The Animal Welfare League of Arlington posted a video (below) of the Beirut blast rescues arriving at the airport and at the shelter near Shirlington. AWLA is now seeking new homes for the nearly three dozen dogs and cats.
More from an email sent to AWLA supporters on Thursday:
After a long journey from Beirut, Lebanon, 15 dogs and 18 cats arrived at AWLA last night to start new lives in the USA.
After the explosion in Beirut last month, Animals Lebanon immediately mobilized. For weeks they have worked tirelessly, rescuing animals who were injured or trapped in rubble, and reuniting as many pets as possible with their owners.
But the devastation was unimaginable.
Hundreds died. Thousands were injured. Hundreds of thousands remain homeless. Although Animals Lebanon stepped up to assist families, many could no longer keep their pets after losing family members, losing their homes, or being forced to leave the country.
Humane Society International (HSI) reached out and asked if AWLA would be able to take in some animals from Animals Lebanon. Without hesitation, we said YES and promised to do everything we could to help.
Animals Lebanon saved them from the wreckage. HSI flew them overseas.
All 33 animals will be staying in the shelter or in foster homes while they adjust to their new surroundings and we get to know them a little better.
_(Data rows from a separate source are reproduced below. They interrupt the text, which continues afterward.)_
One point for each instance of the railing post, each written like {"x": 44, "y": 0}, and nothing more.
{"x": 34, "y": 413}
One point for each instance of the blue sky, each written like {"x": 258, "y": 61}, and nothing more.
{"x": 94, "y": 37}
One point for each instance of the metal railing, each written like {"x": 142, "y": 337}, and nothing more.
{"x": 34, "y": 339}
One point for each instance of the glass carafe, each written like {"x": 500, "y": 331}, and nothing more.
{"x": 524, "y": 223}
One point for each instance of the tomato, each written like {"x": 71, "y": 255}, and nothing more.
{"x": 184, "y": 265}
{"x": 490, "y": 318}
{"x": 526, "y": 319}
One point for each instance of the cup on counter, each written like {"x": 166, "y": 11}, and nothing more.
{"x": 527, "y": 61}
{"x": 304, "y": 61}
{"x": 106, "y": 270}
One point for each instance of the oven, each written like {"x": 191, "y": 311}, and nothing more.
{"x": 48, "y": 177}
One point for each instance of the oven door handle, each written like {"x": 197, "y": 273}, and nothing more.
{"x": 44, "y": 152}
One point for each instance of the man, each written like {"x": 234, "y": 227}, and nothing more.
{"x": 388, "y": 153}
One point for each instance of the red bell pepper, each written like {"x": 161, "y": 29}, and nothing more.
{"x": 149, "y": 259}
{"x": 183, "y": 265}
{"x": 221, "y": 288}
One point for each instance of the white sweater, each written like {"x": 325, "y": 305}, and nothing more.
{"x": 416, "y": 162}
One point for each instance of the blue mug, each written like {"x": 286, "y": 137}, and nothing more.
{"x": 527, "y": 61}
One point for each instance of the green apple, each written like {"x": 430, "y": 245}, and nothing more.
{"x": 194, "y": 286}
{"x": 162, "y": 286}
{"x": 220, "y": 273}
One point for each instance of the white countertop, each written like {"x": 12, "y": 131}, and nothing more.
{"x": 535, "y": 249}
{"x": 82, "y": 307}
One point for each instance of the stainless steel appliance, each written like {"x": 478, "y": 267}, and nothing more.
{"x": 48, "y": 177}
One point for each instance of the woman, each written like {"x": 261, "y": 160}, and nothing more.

So many are scared and shy, several require urgent medical attention, and they all need a lot of TLC.
AWLA spokeswoman Chelsea Jones said the organization doesn’t usually take in pets from overseas, but the Beirut explosion is a special case, in part because of the work of the Humane Society.
“Since HSI did all the work getting them to Dulles Airport — we just had to pick them up!” she said. “I do know that getting that many dogs and cats on international flights takes a lot of organization and paperwork, so I’m sure they worked very hard to get it done. We don’t take international transfers very often, as we are mostly focused on helping local organizations, but we had the space to help in this situation.”
“It feels great to finally have the dogs and cats in their care,” Jones added. “The cats are all very friendly and social, and while the dogs are a little shy, we are excited to help them adjust to their new surroundings. We are so happy that we’ve been able to help these animals that have been through so much.”
Some of the cats are already up for adoption and ready to go home, according to Jones.
“We expect the rest of the cats will be available for adoption very soon,” she said. “Some of the dogs need to be spayed/neutered or medical issues, so we have to address that first. And then of course some of the dogs are very scared and unsure of this new step in their journey, so we will give them whatever time they need to adjust.”
AWLA is hoping to raise money for the care of these and other pets through its 2020 “Walk for the Animals” event.
The annual fundraiser, set for tomorrow (Saturday), has raised more than $77,000 of its $100,000 goal.